E por falar em consequência, é necessário citar que grande parte dos impactos negativos e traumas são causados ainda nos primeiros anos de vida, durante a infância, muita das vezes por não se sentirem representadas ou por serem alvos de comentários maldosos pela cor da pele, características físicas e cabelo.
O movimento do feminismo negro atua exatamente para a conscientização frente a essas situações, além de claro, mostrar a força da mulher negra independente da situação ou característica pertencente a ela. Apesar disso, é importante "entender que não cabe somente a pessoas negras ou a mulher preta o papel de letrar a todos nesta pauta", alerta Kátia Araújo.

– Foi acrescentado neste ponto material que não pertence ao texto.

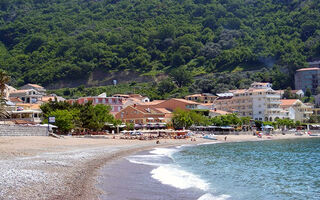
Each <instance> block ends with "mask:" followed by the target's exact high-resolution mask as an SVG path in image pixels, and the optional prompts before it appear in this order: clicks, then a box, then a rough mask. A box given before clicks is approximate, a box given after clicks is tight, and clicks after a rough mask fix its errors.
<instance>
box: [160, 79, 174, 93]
mask: <svg viewBox="0 0 320 200" xmlns="http://www.w3.org/2000/svg"><path fill="white" fill-rule="evenodd" d="M175 88H176V86H175V85H174V83H173V81H172V80H171V79H170V78H168V79H165V80H163V81H161V82H160V83H159V85H158V92H159V94H160V95H164V94H166V93H170V92H172V90H174V89H175Z"/></svg>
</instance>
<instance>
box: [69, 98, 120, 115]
mask: <svg viewBox="0 0 320 200" xmlns="http://www.w3.org/2000/svg"><path fill="white" fill-rule="evenodd" d="M89 101H91V102H92V104H93V105H97V104H103V105H108V106H110V107H111V111H110V112H111V113H112V114H116V113H117V112H119V111H120V110H122V108H123V102H122V98H120V97H103V96H96V97H80V98H78V99H69V100H67V102H69V103H71V104H73V103H78V104H85V103H88V102H89Z"/></svg>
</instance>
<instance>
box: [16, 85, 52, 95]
mask: <svg viewBox="0 0 320 200" xmlns="http://www.w3.org/2000/svg"><path fill="white" fill-rule="evenodd" d="M30 89H33V90H36V91H38V92H39V93H40V94H42V95H45V94H46V91H47V90H46V89H45V88H44V87H42V86H40V85H37V84H31V83H28V84H26V85H24V86H22V87H20V90H30Z"/></svg>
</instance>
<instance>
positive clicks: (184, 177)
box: [151, 165, 209, 191]
mask: <svg viewBox="0 0 320 200" xmlns="http://www.w3.org/2000/svg"><path fill="white" fill-rule="evenodd" d="M151 174H152V178H154V179H156V180H158V181H160V182H161V183H162V184H165V185H170V186H173V187H175V188H178V189H188V188H198V189H200V190H203V191H206V190H208V189H209V183H207V182H206V181H204V180H202V179H201V178H199V177H198V176H197V175H195V174H192V173H190V172H187V171H184V170H182V169H181V168H180V167H178V166H176V165H163V166H160V167H158V168H156V169H154V170H152V171H151Z"/></svg>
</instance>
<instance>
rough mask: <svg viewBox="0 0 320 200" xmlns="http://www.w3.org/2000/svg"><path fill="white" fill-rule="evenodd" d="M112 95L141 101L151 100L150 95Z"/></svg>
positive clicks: (133, 99)
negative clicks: (148, 96)
mask: <svg viewBox="0 0 320 200" xmlns="http://www.w3.org/2000/svg"><path fill="white" fill-rule="evenodd" d="M112 97H119V98H122V99H123V100H129V99H131V100H134V101H137V102H141V103H147V102H150V99H149V97H144V96H142V95H140V94H114V95H112Z"/></svg>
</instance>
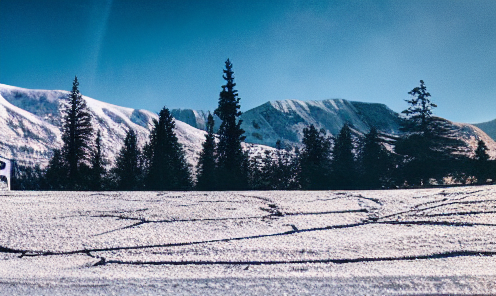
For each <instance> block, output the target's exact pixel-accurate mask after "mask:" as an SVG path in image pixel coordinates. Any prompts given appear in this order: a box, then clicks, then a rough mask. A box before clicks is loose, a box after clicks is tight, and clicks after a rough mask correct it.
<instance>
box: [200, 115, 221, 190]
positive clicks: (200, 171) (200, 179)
mask: <svg viewBox="0 0 496 296" xmlns="http://www.w3.org/2000/svg"><path fill="white" fill-rule="evenodd" d="M202 146H203V149H202V151H201V153H200V159H199V161H198V166H197V176H198V177H197V184H196V187H197V189H198V190H214V189H216V188H217V178H216V162H215V135H214V117H213V116H212V114H208V118H207V135H206V136H205V142H203V145H202Z"/></svg>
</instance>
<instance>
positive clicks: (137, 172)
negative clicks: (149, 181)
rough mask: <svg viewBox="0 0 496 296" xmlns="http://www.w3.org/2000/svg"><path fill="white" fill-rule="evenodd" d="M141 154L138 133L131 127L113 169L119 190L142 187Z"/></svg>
mask: <svg viewBox="0 0 496 296" xmlns="http://www.w3.org/2000/svg"><path fill="white" fill-rule="evenodd" d="M140 155H141V151H140V149H139V147H138V139H137V137H136V133H135V132H134V130H133V129H129V130H128V131H127V133H126V138H125V139H124V145H123V146H122V148H121V150H120V151H119V154H118V155H117V159H116V161H115V168H114V169H113V174H114V176H115V182H116V187H117V189H118V190H138V189H140V188H141V185H142V184H141V182H142V173H143V172H142V168H141V163H140Z"/></svg>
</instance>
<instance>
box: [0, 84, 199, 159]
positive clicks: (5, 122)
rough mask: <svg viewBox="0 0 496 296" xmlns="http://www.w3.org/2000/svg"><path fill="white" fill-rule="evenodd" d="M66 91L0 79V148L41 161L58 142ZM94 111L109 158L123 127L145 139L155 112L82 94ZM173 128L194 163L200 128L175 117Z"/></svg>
mask: <svg viewBox="0 0 496 296" xmlns="http://www.w3.org/2000/svg"><path fill="white" fill-rule="evenodd" d="M68 94H69V92H67V91H59V90H29V89H24V88H19V87H13V86H8V85H4V84H0V154H1V155H3V156H5V157H7V158H13V159H16V160H17V161H18V162H19V163H22V164H33V163H39V164H40V165H42V166H44V165H46V164H47V163H48V160H49V158H50V157H51V151H52V150H53V149H55V148H60V147H62V140H61V132H60V125H61V120H60V113H59V102H60V100H61V99H63V98H66V97H67V96H68ZM83 97H84V99H85V100H86V103H87V105H88V107H89V109H90V110H91V112H92V113H93V116H94V128H95V130H100V131H101V132H102V137H103V144H104V147H105V150H104V151H105V152H106V156H107V157H108V159H109V160H110V161H113V159H114V158H115V155H116V154H117V153H118V151H119V150H120V148H121V146H122V143H123V141H124V138H125V136H126V131H127V130H128V129H130V128H132V129H133V130H135V132H136V134H137V136H138V142H139V144H140V145H143V144H144V143H145V141H147V140H148V136H149V134H150V129H151V126H152V122H153V121H152V120H153V119H154V118H155V119H158V116H157V115H156V114H155V113H152V112H150V111H147V110H138V109H132V108H125V107H120V106H116V105H112V104H108V103H104V102H101V101H98V100H95V99H92V98H88V97H85V96H83ZM176 134H177V137H178V139H179V142H180V143H181V144H183V146H184V148H185V150H186V153H187V159H188V161H189V162H190V163H191V164H196V161H197V160H196V159H197V157H198V155H197V154H198V151H200V149H201V143H202V142H203V140H204V138H205V137H204V134H205V133H204V132H203V131H201V130H198V129H196V128H193V127H191V126H190V125H188V124H185V123H184V122H181V121H176Z"/></svg>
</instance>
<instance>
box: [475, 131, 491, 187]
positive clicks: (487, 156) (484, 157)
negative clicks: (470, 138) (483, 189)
mask: <svg viewBox="0 0 496 296" xmlns="http://www.w3.org/2000/svg"><path fill="white" fill-rule="evenodd" d="M488 150H489V149H488V148H487V146H486V143H484V141H482V140H479V141H478V142H477V149H475V157H474V160H475V162H474V175H475V177H476V178H477V183H479V184H484V183H486V181H487V179H490V178H492V177H494V176H495V174H494V172H491V170H494V167H492V163H491V162H490V161H489V154H487V151H488Z"/></svg>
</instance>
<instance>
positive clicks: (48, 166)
mask: <svg viewBox="0 0 496 296" xmlns="http://www.w3.org/2000/svg"><path fill="white" fill-rule="evenodd" d="M44 176H45V177H44V182H43V183H44V184H43V186H42V187H43V189H46V190H64V189H65V190H67V189H71V188H70V187H68V184H67V180H68V178H69V176H68V174H67V165H66V163H65V162H64V159H63V157H62V153H61V151H60V150H59V149H55V150H53V156H52V158H51V159H50V161H49V162H48V166H47V168H46V171H45V174H44Z"/></svg>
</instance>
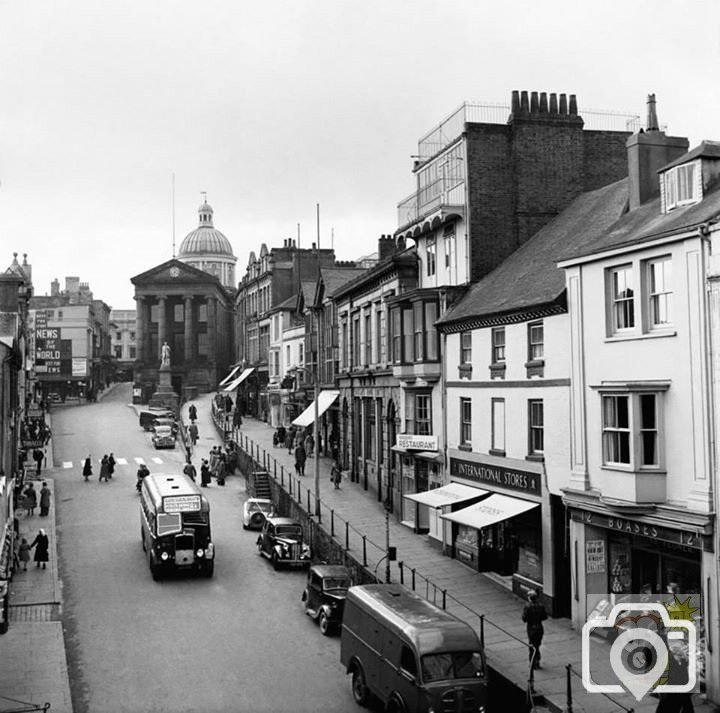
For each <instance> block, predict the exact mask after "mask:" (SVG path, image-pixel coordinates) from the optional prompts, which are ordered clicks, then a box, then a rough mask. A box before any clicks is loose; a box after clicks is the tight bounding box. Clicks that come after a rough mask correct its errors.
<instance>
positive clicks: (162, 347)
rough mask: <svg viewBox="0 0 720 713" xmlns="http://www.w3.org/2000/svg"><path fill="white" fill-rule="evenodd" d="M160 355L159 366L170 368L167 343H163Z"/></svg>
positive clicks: (169, 358) (169, 350) (167, 345)
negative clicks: (163, 366) (169, 366)
mask: <svg viewBox="0 0 720 713" xmlns="http://www.w3.org/2000/svg"><path fill="white" fill-rule="evenodd" d="M161 355H162V357H161V360H160V366H161V367H163V366H170V345H169V344H168V343H167V342H163V345H162V350H161Z"/></svg>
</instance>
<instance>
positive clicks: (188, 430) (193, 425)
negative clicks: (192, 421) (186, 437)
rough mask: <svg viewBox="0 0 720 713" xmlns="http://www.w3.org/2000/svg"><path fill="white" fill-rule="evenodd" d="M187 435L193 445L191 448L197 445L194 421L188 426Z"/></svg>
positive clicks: (194, 421)
mask: <svg viewBox="0 0 720 713" xmlns="http://www.w3.org/2000/svg"><path fill="white" fill-rule="evenodd" d="M188 435H189V436H190V443H192V444H193V446H194V445H195V444H196V443H197V437H198V428H197V425H196V424H195V421H193V422H192V423H191V424H190V425H189V426H188Z"/></svg>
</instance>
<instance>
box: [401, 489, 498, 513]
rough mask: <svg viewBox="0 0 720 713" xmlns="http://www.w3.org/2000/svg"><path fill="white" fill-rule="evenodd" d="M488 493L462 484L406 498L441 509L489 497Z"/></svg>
mask: <svg viewBox="0 0 720 713" xmlns="http://www.w3.org/2000/svg"><path fill="white" fill-rule="evenodd" d="M488 492H489V491H488V490H483V489H482V488H472V487H470V486H469V485H463V484H462V483H448V485H443V486H442V488H434V489H433V490H426V491H425V492H423V493H413V494H412V495H406V496H405V497H406V498H407V499H408V500H414V501H415V502H416V503H420V504H421V505H428V506H430V507H431V508H441V507H442V506H443V505H457V504H458V503H462V502H464V501H466V500H471V499H472V498H479V497H481V496H482V495H487V494H488Z"/></svg>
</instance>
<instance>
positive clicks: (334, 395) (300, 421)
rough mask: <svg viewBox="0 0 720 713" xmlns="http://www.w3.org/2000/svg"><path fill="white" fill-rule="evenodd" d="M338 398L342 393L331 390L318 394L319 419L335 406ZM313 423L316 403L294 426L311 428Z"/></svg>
mask: <svg viewBox="0 0 720 713" xmlns="http://www.w3.org/2000/svg"><path fill="white" fill-rule="evenodd" d="M338 396H340V392H339V391H333V390H331V389H326V390H325V391H321V392H320V393H319V394H318V418H319V417H320V416H322V415H323V414H324V413H325V411H327V410H328V409H329V408H330V407H331V406H332V405H333V402H334V401H335V399H336V398H337V397H338ZM313 421H315V402H314V401H313V402H312V403H311V404H310V405H309V406H308V407H307V408H306V409H305V410H304V411H303V412H302V413H301V414H300V415H299V416H298V417H297V418H296V419H295V420H294V421H293V426H309V425H310V424H311V423H313Z"/></svg>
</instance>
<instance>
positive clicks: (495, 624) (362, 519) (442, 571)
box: [194, 394, 720, 713]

Mas afinal, existe diferença entre feminismo e feminismo negro?
Apesar do objetivo ser aparentemente igual por ambos se tratar do empoderamento feminino, há, sim, diferença nos movimentos. Antes de entrar nas diferenças, é importante destacar que o feminismo se trata de uma ação na qual as mulheres conseguem, através dela, dar voz a suas vontades e direitos em uma sociedade na qual os homens sempre foram destacados independente da situação ou posição. O discurso feminista não se trata de algo contra os homens, mas sim a favor das mulheres e seus direitos quanto pessoa.
Se tratando do assunto e sua divisão entre feminismo negro e feminismo, a psicóloga Larissa destacou que existe diferença entre os dois e, para além disso, o movimento, de modo geral, possui diversos sub grupos com pautas diversas, que é onde encontramos o liberal, radicalm intrerseccional, negro, entre outros.
De acordo com a especialista, "foi notado que o que formou o movimento lá no fim do século XIX não abarcava todas as mulheres, tendo seu direcionamento para brancas e burguesas. A criação de outros espaços, como é o caso do feminismo negro, se deu porque muita das vezes essas mulheres não eram ouvidas naquele cenário inicial.
Os relatos corroboram para a importância do tema não só no Dia da Consciência Negra, mas para uma conscientização, como explica Araújo ao reforçar que a luta por igualdade deve ser universal e em todos os dias do ano, não somente no mês de novembro. "Temos que falar sobre isso, promover discussões a todo tempo. Conscientizar que essa é uma pauta para todos, que todos têm seu lugar de fala, sendo protagonistas ou coadjuvantes. Façamos cada um, nossa parte! A visão plural de mundo traz inovação, proporcionando menos desigualdade e violência", comentou ela.